I believe a better approach is to laminate thinner pieces of timber so that each individual piece is isolated and encapsulated, but I still have doubts about totally sealing wood with plastic resins.

In my limited practical experience in these matters, I have always felt it safer to paint one surface of the timber with ordinary oil-based paint that can “breathe” and allow trapped moisture to escape. My gut feeling is that no matter what you do, water will find its way in sooner or later, and you’d do better to provide a path for it to get out again.

Today’s Thought
Ingrained in most of us is a creative spirit, and nowhere can this find a better reward than in building a boat.
— Edwin Monk.

Tailpiece
“Waiter, there’s a fly in my soup.”
(8)“That’s funny, madam, most people find cockroaches.”

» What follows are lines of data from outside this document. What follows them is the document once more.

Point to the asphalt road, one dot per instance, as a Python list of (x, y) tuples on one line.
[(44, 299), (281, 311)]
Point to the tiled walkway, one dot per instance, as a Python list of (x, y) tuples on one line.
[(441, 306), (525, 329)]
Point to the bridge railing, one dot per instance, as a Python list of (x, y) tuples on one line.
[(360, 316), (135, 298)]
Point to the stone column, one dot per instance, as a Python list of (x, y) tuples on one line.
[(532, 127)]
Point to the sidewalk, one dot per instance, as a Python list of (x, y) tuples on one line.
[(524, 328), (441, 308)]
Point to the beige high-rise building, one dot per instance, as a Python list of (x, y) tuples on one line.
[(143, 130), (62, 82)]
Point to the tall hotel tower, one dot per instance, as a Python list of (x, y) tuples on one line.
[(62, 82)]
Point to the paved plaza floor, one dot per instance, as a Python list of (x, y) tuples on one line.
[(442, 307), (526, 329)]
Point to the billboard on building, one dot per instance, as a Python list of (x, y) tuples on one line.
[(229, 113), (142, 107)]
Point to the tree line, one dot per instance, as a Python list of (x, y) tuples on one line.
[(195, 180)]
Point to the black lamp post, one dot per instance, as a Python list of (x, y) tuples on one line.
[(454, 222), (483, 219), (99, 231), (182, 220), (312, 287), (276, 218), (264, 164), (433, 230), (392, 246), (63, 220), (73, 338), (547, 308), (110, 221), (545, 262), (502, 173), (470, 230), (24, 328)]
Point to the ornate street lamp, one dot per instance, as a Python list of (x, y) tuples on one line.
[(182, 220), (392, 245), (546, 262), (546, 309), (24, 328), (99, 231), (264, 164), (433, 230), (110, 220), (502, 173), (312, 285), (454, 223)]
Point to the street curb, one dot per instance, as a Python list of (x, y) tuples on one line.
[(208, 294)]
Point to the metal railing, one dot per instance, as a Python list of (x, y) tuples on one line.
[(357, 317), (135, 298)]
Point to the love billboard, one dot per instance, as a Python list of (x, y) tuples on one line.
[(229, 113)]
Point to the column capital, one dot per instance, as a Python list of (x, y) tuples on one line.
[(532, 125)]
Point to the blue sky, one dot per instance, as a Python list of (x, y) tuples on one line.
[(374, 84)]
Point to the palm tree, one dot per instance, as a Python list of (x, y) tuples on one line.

(Drop by every Monday, Wednesday, Friday for a new Mainly about Boats column.)

2 comments:

Phibius said...

Doesn't it depend what you mean by strength? Glass fibre excels in tension - e.g. according to Wolfram Alpha, teak has a tensile strength around 120 MPa, where glass fiber averages around 560 MPa (but can go to 6000). Another nice thing about glass fibre is how easy it is to orient the strands in the direction from which the loads will come.

Anonymous said...

It’s stronger, pound for pound, than fiberglass. It’s stiffer, pound for pound than steel, aluminum, or fiberglass. It floats, it accepts fastenings well (you can actually attach things with nails or screws), it’s plentiful, and it’s easily repaired with simple tools. On top of all this, it’s biodegradable and it’s warm and appealing to the human soul.

While the latter part of this is fine, the former has problems. Give a pound of aluminum, steel or fiberglass and you can make a stiffer structure than you could with the same pound of wood. A reference for Alaskan Sitka Spruce on matweb (this is about as good of a high performance wood as you can hope to find) has a Young's modulus (ie, stiffness) of 11 GPa on the high end, and 430kg/m^3 for density, for a specific modulus of about 25 MPa/kg/m^3. A low carbon steel has a modulus of about 200GPa and a density of 7820kg/m^3 for a specific modulus of about 25. An aluminum (6061) ends up with a modulus of about 70GPa and a density of 2700kg/m^3, giving a specific modulus of about 25 again.

So what, they all seem equal right? Those numbers would only be comparable for an identical geometry, once you can form the material to create a more efficient moment of inertia (say, a beam or tube) the metals will really take off in terms of specific stiffness, and composites even more so since the fibers can be preferentially laid out only where they are doing the most good. That is also using the best wood available, something else with knots in it or that is a heavier species will suffer all the more. Maybe you can make similar structures out of the wood, but it will be vastly more labor intensive and defeat a lot of the good points of working in wood. Apart from stiffness, the metals also have much greater strengths, particularly where point loads are encountered that would crush the grain in the wood, creating a local weak point.

Wood is great for lots of reasons, but being a high performance material just isn't one of them.